The " e-well " project plans to include 6 different sites with four-year development plans, and various coordination, evaluation and sharing activities between the local coordinators of each site. The project is designed to run over 7 years (2004-2010), for a total budget of €6’500’000, under the coordination of the AGENTIS, a UNITAR agency dedicated to exploit the potential of information and communication technologies for development and social initiatives.

  • Antoine Geissbuhler, Ousmane Ly

Antoine Geissbuhler’s biosketch

Antoine Geissbuhler is a Professor of Medical Informatics at Geneva University School of Medicine, and Director of the Division of the Medical Informatics at Geneva University Hospitals.

A Philips European Young Scientist first award laureate, he graduated from Geneva University School of Medicine in 1991 and received his doctorate for work on tri-dimensional reconstruction of positron emission tomography images.
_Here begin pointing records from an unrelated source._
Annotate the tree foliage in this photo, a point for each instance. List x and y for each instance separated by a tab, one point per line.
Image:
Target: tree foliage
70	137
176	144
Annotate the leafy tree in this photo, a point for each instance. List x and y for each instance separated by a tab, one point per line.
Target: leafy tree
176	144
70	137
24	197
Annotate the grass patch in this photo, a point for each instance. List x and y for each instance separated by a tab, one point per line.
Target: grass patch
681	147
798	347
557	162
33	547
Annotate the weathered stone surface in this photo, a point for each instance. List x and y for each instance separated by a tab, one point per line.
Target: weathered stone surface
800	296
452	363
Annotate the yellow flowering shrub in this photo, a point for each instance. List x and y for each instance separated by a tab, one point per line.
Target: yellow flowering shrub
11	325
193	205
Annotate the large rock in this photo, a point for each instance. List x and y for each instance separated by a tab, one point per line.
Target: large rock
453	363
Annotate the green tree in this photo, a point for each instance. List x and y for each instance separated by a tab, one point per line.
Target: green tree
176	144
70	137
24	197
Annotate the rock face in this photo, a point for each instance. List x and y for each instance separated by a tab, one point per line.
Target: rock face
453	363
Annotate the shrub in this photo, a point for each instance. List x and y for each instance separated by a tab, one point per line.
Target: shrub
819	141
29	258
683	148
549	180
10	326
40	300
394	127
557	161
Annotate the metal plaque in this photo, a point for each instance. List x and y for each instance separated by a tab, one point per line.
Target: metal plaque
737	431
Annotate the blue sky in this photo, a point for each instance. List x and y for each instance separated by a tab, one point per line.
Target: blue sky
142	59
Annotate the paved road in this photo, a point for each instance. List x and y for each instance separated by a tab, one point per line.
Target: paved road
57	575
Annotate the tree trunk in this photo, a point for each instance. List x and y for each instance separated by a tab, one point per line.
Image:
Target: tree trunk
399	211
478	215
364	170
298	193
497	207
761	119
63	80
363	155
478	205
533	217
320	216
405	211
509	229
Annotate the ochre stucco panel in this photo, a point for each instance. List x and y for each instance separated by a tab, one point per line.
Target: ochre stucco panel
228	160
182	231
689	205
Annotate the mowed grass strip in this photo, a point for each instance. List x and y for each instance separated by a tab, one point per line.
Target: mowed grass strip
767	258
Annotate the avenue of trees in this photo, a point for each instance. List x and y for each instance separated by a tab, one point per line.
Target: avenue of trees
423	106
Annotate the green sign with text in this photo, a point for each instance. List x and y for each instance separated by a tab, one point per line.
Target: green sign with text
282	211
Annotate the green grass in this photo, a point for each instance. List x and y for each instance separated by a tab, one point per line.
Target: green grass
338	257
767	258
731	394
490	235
He then trained in internal medicine at Geneva University Hospitals under the direction of Prof. Francis Waldvogel. After a post-doctoral fellowship in medical informatics at the University of Pittsburgh and Vanderbilt University, he became associate professor of biomedical informatics and vice-chairman of the Division of Biomedical Informatics at Vanderbilt University Medical Center, under the mentorship of Prof. Randolph Miller and Prof. William Stead, working primarily on the development of clinical information systems and knowledge-management tools. In 1999, he returned to Geneva to head the Division of Medical Informatics in Geneva University Hospitals and School of Medicine, following in the steps of Prof. Jean-Raoul Scherrer who founded this world-renowned group.

His current research focuses on the development of innovative computer-based tools for improving the quality and efficiency of care processes, at the local level of the hospital, the regional level of a community healthcare informatics network, and at the global level with the development of a south-south telemedicine network in Western Africa.